Contraindications to liver transplantation
1. Prohibited drug abuse: If the patient is undergoing drug replacement therapy (methadone type), it is not contraindicated.
2. AIDS: well-controlled HIV should not be considered a contraindication. If the patient is infected with HIV combined with hepatitis C, it should be considered as a contraindication.
3.Extrahepatic malignancies: excluding neuroendocrine tumors and hemangioendothelioma.
4. Sepsis: liver transplantation should only be performed after the infection has been cured.
5. Extra-hepatic organ dysfunction: such as heart and lung function. Echocardiography is essential, and cardiac catheterization is feasible for liver transplantation assessment when needed. Pulmonary artery pressure greater than 50 mmHg should be considered an absolute contraindication.
6. Extensive visceral thrombosis: has extended to the superior mesenteric vein.
7. Technical contraindications.
Clinical ideas for the prevention and treatment of early cirrhosis
1. Identify risk factors, including obesity, alcohol abuse and patients born in the United States between 1945-1965. They should be screened using non-invasive fibrosis tests and hepatitis virus tests. The first consideration is to change the patient’s lifestyle, such as weight loss, smoking and alcohol cessation, which can be complemented by the use of antioxidants and appropriate antiviral therapy.

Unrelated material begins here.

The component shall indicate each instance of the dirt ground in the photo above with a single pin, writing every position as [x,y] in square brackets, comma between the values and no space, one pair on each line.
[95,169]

2.If cirrhosis persists, check patients for the presence of esophagogastric fundic varices and perform primary screening for hepatocellular hepatocellular carcinoma. Further treatment can be with non-selective beta-blockers (for portal hypertension), statins (for hyperlipidemia) and avoid NSAIDs, PPIs and aminoglycosides.
3. If the patient has ascites, the treatment is a low salt diet, diuretics, stopping ACEI drugs, and liver transplantation can be considered. For spontaneous bacterial peritonitis, quinolones can be applied for secondary prevention.
4.If the variceal vein ruptures and bleeds, endoscopic skin ring ligation and non-selective beta-blockers are feasible.
5.If there is hepatic encephalopathy, the primary treatment is to control and remove the causative factors and protect liver function from further damage, and patients with mild hepatic encephalopathy must be detected early.
Early preventive intervention should be advocated for patients with cirrhosis to prevent disease progression and avoid or delay the emergence of clinical decompensation complications. A new challenge, especially for many cirrhotic patients in the 21st century, is to avoid liver transplantation whenever possible. A large number of randomized controlled clinical trials are still needed to explore and validate new treatment options for the increasing number of patients with cirrhosis.